All kinds of theories are being propagated about Sardar Vallabhbhai Patel these days. If some people are busy declaring that his greatness surpassed that of Jawaharlal Nehru, others object to any such claim. Those who term a few disagreements between Nehru and Patel as “controversies”, should pay attention to these facts. Till the beginning of 1947, the roles of Nehru, Patel and many other leaders in the Independence struggle weren’t very different from each other. They had a common enemy and a similar style of fighting it. They were the leading lights of a movement which had been created with the blood and sweat of the common people. When they gave up lucrative careers to participate in the freedom struggle, they had no idea whether they would succeed in their lifetime. Mahatma Gandhi was their supreme leader by consensus and despite some differences of opinion, the Congress had been successful in finding common ground.
But the circumstances changed by August.
An emerging democracy needed a prime minister and a council of ministers. From those who were fighting a common foe till yesterday shoulder to shoulder, one person had to take the lead and the others had to support him as colleagues. Had it been Patel or Rajagopalachari, or someone else in the place of Nehru, only the characters would have changed and the plot of the story still remained the same. Unlike the culture of sycophancy which prevails today, those were the days of political camaraderie.
That’s why, if we find some correspondence between Nehru and Patel about a few disagreements, we also find mutual respect and attempts at arriving at an agreement. It was later that the politics of dynastic rule and the personality cult took over. Isn’t it admirable that despite the disagreements between these two giants, our first ever government managed not just to unite the country, but also create some great institutions? These are the institutions and traditions which are safeguarding our democracy even today.
Indira Gandhi was a product of dynastic rule. As time went by, she strengthened the tradition of “I am the only one and there’s no alternative” in Indian politics. In 1975, Indira declared Emergency, but this doesn’t take away from her contributions to the strengthening of India. Through Sikkim’s merger with India and the carving up of Pakistan, she proved that she was second to none when it came to expanding our international territory and matters of national security. Just these two achievements are enough to make her immortal, although she has a number of other feats to her credit.
If Patel had unified the country, then Nehru had ended the exploitative Zamindari system. By abolishing privy purses, Indira Gandhi bid adieu to the era of princely states and kingdoms forever.

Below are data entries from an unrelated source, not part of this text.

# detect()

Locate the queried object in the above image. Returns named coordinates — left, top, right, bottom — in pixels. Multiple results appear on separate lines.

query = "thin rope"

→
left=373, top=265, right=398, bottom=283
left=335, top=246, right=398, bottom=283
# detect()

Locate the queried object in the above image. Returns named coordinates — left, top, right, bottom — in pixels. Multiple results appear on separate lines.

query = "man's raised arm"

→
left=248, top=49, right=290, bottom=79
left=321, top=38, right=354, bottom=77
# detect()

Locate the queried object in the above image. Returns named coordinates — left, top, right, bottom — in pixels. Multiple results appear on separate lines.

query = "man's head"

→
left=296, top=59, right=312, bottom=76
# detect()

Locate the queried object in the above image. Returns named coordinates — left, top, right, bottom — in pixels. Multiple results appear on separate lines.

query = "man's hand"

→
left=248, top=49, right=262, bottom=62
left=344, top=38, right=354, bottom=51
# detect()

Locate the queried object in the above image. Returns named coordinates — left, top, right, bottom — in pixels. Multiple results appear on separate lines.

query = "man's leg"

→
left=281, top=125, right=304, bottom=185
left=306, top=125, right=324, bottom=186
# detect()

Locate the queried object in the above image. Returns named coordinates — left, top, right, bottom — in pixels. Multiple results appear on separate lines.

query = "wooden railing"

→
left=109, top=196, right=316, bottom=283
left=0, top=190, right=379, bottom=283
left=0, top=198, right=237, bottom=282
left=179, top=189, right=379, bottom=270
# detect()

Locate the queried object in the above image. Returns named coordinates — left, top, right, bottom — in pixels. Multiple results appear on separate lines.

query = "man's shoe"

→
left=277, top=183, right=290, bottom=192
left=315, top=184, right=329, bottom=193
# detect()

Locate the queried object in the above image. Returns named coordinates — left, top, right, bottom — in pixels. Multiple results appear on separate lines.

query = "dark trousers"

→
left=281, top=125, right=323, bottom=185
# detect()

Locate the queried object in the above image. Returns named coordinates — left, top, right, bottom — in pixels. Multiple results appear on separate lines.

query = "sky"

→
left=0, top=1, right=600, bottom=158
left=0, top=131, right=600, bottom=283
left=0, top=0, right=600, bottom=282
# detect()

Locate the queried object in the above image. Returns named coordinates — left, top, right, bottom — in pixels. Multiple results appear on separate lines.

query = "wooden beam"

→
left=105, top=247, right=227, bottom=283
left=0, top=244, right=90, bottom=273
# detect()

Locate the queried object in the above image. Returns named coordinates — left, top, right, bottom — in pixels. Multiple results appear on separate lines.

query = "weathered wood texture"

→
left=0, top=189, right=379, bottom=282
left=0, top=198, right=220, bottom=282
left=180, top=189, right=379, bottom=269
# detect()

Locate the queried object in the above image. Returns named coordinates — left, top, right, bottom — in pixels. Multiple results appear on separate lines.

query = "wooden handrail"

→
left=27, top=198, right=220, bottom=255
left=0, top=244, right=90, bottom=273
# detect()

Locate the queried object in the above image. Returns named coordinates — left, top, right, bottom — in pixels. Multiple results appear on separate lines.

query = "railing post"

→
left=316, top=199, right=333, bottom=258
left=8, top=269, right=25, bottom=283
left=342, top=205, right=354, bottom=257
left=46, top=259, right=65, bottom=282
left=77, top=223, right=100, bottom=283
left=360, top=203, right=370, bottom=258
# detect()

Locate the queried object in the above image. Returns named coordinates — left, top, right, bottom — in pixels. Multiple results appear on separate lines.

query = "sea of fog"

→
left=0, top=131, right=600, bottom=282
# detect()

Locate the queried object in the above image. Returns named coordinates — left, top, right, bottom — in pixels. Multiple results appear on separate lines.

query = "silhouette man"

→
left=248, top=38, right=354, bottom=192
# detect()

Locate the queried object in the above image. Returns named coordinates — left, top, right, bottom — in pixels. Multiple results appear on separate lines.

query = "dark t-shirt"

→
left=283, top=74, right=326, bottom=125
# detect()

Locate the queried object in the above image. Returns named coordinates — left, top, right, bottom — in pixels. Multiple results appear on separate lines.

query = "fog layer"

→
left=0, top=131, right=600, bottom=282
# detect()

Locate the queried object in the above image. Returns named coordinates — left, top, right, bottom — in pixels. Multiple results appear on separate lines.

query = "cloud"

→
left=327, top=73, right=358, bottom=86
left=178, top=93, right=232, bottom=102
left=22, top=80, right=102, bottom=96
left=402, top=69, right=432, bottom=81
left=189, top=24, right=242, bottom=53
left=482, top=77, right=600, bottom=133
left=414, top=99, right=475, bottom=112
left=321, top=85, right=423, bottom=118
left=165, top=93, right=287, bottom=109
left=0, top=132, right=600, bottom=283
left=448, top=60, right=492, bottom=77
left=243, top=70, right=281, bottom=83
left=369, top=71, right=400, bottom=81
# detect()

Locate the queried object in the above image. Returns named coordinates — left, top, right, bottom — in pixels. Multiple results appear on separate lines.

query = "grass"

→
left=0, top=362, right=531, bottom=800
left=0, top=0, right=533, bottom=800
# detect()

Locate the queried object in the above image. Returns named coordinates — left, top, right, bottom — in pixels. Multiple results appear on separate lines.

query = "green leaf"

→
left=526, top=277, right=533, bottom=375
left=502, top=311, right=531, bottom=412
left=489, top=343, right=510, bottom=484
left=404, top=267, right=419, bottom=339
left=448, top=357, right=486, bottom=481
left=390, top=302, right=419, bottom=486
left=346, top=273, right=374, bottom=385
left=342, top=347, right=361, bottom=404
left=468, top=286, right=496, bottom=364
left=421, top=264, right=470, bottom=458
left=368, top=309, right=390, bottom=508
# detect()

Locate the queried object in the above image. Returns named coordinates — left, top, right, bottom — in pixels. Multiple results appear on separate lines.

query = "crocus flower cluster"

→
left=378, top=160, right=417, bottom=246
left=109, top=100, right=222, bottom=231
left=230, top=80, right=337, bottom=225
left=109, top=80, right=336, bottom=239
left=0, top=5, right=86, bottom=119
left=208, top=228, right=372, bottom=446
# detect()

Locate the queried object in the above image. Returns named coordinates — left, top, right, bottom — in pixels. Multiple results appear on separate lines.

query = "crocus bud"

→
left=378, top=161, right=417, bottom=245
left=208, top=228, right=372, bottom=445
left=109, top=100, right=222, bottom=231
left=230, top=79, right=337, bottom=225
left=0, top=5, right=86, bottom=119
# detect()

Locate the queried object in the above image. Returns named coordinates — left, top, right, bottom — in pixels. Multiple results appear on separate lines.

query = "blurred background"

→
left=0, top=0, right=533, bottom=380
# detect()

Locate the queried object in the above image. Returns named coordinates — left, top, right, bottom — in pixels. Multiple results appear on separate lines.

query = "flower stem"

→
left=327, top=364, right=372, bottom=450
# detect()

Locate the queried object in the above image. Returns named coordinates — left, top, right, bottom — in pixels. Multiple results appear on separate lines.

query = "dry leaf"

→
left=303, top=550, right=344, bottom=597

Who says Indira Gandhi was undemocratic?
She carried out a number of projects which were beneficial for the rights of the common man. Therefore, despite the Emergency and Operation Blue Star, she proved to be a popular leader. Those who’ve seen people from across the country shed tears after her brutal assassination on 31 October 1984, will agree with me.
If I were to call Patel the creator of Modern India and Indira Gandhi the creator of present-day India, certain people may object. But it is a fact that no other prime minister except Indira Gandhi has managed to either expand India’s territory or engineer a division in our arch-rival Pakistan.
And as far as the controversies are concerned, I won’t take offence. The world’s largest democracy has a right to conduct healthy debates. It only becomes painful when people begin to make personal remarks. Not only does the dirt of hollow logic diminish the dignity of our predecessors, it also pollutes the minds of future generations.
To guard against this, we need not analyse Patel or Indira Gandhi but look within to introspect. What can be a better day to do this than 31 October?
Shashi Shekhar is editor-in-chief, Hindustan.